Las fuerzas naturales visibles, las invisibles, los tabúes, los chamanes de las
tribus, los locos visionarios, los demonios de las religiones, las costumbres,
los miedos al devenir hicieron el resto. Aún,
sin embargo, la muerte continúa siendo un enigma cuando, a lo mejor, es la
simple cadena de la vida que da origen a más vidas de las que no habrá que
preocuparse, bastando sólo con vivir en la armonía y el bienestar del momento,
sin renunciar ni olvidar el relato de la historia que, afortunadamente, no
acaba con nosotros.
Por eso, abogo
y divulgo que, con la muerte del hombre, todo lo suyo acabe: vida, bienes,
derechos y obligaciones e insto en el dicho popular de que “la muerte a todos nos iguale”. Cierto es, que
somos muchos los que, contemplando las vergüenzas terrenas, nos gustaría creer
en una justicia divina, pero nuestra impresión nos suscita, únicamente, la
esperanza de que “no hay efecto sin causa”, por lo que, al margen de ello, me
referiré únicamente al sentido material que aquí me ocupa. Por tanto, afirmo sin ambages, que al desaparecer el
fallecido debería desaparecer igualmente su patrimonio (independiente de cómo
lo haya conseguido). Que los herederos existentes sean fieles valedores del
destino de los mismos, pudiendo optar, en su caso, por el derecho de retracto.
¿Significa lo dicho que las herencias han de derogarse? Sin duda. Su
regulación es imprescindible.
Principios sociales básicos han
de mostrarnos el camino para saber cómo han ser reguladas. La Tierra no
pertenece a nadie y todo lo que surge de
ella, a ella ha de volver. Mientras eso se torna finalista, nuestra sociedad se
desangra con injusticias, desigualdades,
penurias sin que se puedan remediar por
falta de recursos y, sobre todo, porque el Estado ha de procurar ocupación,
equilibrio e igualdad de oportunidades a todos cuantos libremente lo demanden y
merezcan. De ahí que la herencia material deba pasar al ciclo económico común
de la sociedad y no a unos herederos “legales” que gozarán, como todo
ciudadano, en su caso, de estabilidad suficiente para que desarrollen por sí su
propia vida, sin tener que apoyarse en una dote conseguida por otra persona y
medios desconocidos; de suerte que hoy, todavía, la presunción de inocencia y
paternidad es la norma, dando por
hecho que los progenitores no transmiten sus vergüenzas y si sus genes, a veces
suplidos por el refrán “de casta le viene al galgo”.

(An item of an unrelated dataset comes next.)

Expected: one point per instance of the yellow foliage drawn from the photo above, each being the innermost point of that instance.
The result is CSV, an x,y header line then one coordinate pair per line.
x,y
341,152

Esta medida es de suma importancia para enfriar la codicia. Una
codicia que constituye, con otras reglas que desde este foro estoy dando a
conocer, la alma mater del capitalismo salvaje. Una herencia personal destinada
a paliar necesidades sociales, crear
estímulos particulares y comerciales, distribuir la riqueza y que todos los
participantes en la carrera de la vida puedan partir desde la misma línea de
salida y la disputen con honestidad, bajo la supervisión de controles que
eviten trampas o detecten engaños en su asignación. Que la muerte no tenga remordimientos en su arbitrariedad, ni reparos
en saber a quién se lleva: el hombre siempre ha de estar descalzo, dispuesto, con
sus deberes y legados hechos.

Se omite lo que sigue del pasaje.